The problem stems from the disk IO interface inherited from Squid. With Squid, there's no explicit cancel-and-wait-for-cancel to occur with both the network and disk IO code, so the async disk IO read code would actually allocate its own read buffer, read into that, and then provide said read buffer to the completion callback to copy said read data out of. If the request is cancelled but the worker thread is currently read()'ing data, it'll read into its own buffer and not a potentially free()'d buffer from the owner. Its a bit inefficient but in the grand scheme of Squid CPU use, its not that big a waste on modern hardware.
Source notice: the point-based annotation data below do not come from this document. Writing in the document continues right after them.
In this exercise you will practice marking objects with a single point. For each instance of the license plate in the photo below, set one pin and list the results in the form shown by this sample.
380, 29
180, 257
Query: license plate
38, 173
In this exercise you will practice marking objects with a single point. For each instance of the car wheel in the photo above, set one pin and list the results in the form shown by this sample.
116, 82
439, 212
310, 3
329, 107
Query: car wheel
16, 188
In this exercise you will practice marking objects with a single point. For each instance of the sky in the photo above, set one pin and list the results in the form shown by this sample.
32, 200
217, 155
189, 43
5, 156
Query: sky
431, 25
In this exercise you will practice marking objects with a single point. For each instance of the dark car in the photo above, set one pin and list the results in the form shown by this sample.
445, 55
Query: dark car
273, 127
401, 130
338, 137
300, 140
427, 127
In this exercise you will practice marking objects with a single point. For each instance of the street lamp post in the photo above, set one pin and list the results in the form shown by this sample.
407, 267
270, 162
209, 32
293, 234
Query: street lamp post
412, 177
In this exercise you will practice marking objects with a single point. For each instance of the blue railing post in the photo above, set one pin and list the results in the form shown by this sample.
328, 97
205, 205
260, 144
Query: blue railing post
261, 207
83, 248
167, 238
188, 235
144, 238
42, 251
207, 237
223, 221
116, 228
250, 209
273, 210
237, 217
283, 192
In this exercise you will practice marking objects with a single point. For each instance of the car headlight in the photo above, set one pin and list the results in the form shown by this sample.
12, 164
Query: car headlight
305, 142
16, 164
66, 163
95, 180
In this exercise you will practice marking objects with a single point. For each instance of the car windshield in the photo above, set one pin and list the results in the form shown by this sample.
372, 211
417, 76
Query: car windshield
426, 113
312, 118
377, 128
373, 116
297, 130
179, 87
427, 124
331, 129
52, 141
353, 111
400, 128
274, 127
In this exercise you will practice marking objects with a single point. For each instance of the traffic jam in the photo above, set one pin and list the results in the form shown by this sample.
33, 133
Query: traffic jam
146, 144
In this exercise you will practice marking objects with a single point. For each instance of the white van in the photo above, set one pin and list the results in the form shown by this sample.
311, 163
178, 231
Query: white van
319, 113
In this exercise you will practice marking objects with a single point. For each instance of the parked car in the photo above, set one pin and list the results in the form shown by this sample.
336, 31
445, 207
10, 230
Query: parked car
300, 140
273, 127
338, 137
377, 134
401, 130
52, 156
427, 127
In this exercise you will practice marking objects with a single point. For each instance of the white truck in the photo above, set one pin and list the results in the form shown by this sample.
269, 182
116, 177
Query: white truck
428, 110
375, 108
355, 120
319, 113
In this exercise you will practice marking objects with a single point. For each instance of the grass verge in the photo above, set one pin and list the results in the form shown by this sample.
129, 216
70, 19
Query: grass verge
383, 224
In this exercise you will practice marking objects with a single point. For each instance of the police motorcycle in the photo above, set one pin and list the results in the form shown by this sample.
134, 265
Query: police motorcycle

In the short term, I'm going to re-jig the async IO code to not zero buffers that are involved in the aioRead() path. In the longer term, I'm not sure. I prefer cancels which may fail - ie, if an operation is in progress, let it complete, if not then return immediately. I'd like this for the network code too, so I can use async network IO threads for less copy network IO (eg FreeBSD and aio_read() / aio_write()); but there's significant amounts of existing code which assumes things can be cancelled immediately and assumes temporary copies of data are made everywhere. Sigh.
Anyway - grr'ing aside, fixing the pointless zero'ing of buffers should drop the CPU use for large file operations reasonably noticably - by at least 10% to 15%. I'm sure that'll be a benefit to someone.